A Dynamical Appearance Model Based on Multiscale Sparse Representation: Segmentation of the Left Ventricle from 4D Echocardiography

Xiaojie Huang 1, Donald P Dione 4, Colin B Compas 2, Xenophon Papademetris 2,3, Ben A Lin 4, Albert J Sinusas 3,4, James S Duncan 1,2,3
PMCID: PMC3889160  NIHMSID: NIHMS493196  PMID: 23286114

Abstract

The spatio-temporal coherence in data plays an important role in echocardiographic segmentation. While learning offine dynamical priors from databases has received considerable attention, these priors may not be suitable for post-infarct patients and children with congenital heart disease. This paper presents a dynamical appearance model (DAM) driven by individual inherent data coherence. It employs multi-scale sparse representation of local appearance, learns online multiscale appearance dictionaries as the image sequence is segmented sequentially, and integrates a spectrum of complementary multiscale appearance information including intensity, multiscale local appearance, and dynamical shape predictions. It overcomes the limitations of database-driven statistical models and applies to a broader range of subjects. Results on 26 4D canine echocardiographic images acquired from both healthy and post-infarct subjects show that our method significantly improves segmentation accuracy and robustness compared to a conventional intensity model and our previous single-scale sparse representation method.

1 Introduction

Segmentation of the left ventricle from 4D echocardiography plays an essential role in quantitative cardiac functional analysis. Due to gross image inhomogeneities, artifacts, and poor contrast between regions of interest, robust and accurate automatic segmentation of the left ventricle, especially the epicardial border, is very challenging in echocardiography. The inherent spatio-temporal coherence of echocardiographic data provides important constraints that can be exploited to guide cardiac border estimation and has motivated a spatio-temporal view point of echocardiographic segmentation.
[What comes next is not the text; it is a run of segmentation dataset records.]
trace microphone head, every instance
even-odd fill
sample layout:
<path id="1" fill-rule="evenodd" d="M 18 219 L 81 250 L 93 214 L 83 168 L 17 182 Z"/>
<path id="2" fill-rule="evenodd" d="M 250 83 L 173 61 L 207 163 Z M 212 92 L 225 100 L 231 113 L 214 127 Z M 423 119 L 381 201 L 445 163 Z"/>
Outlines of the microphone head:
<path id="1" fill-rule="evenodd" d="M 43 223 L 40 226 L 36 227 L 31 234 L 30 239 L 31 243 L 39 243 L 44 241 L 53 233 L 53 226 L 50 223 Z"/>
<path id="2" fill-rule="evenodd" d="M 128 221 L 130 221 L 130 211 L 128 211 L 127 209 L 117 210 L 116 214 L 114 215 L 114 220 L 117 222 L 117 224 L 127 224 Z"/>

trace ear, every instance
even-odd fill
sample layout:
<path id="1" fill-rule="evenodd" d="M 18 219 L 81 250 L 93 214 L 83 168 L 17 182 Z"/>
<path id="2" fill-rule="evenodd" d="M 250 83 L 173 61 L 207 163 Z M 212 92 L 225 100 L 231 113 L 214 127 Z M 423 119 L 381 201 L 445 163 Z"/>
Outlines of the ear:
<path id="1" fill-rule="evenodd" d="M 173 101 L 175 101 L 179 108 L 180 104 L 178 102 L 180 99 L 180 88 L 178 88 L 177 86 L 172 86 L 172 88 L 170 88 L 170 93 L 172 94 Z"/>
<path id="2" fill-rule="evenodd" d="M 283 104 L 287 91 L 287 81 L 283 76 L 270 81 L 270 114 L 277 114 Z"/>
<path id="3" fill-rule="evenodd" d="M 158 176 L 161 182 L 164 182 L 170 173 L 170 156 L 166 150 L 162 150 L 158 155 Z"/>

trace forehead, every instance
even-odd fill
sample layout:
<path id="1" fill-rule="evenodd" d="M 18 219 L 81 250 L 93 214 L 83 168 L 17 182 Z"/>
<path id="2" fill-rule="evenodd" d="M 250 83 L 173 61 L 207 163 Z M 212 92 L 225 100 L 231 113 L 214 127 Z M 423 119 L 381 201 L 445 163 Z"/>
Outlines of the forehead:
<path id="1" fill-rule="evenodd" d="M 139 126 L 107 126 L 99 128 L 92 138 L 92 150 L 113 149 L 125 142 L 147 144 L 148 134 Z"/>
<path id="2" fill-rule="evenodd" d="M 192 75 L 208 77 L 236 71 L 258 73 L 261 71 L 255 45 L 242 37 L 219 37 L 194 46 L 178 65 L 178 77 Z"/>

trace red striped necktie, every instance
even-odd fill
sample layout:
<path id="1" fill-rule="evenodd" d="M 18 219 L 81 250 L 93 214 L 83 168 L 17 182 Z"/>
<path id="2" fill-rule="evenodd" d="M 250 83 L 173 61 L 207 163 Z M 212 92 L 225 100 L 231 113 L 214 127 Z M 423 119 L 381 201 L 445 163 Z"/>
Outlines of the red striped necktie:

Following the seminal work of Cootes et al. [1] on statistical shape/appearance modeling, a number of spatio-temporal statistical models (e.g., [26]) have been proposed for learning dynamical priors offine from databases. While these models have advantages in different aspects, the problem of forming a database that can handle a wide range of normal and abnormal heart images is still open to our knowledge. The assumption that different subjects have similar shape or motion pattern or their clinical images have similar appearance may not hold for routine clinical images, especially for disease cases, due to natural subject-to-subject tissue property variations and operator-to-operator variation in acquisition [7]. For example, for post-infarct patients, the positions, sizes and shapes of infarcts and thereby the overall heart motion can be highly variable across the population. It is very hard to build a reliable database accounting for all these variations, while such individual uniqueness is essentially desired information in some important applications like motion-based functional analysis. In addition, the tremendous cost of building reliable databases compromises the attractiveness of the database-driven methods.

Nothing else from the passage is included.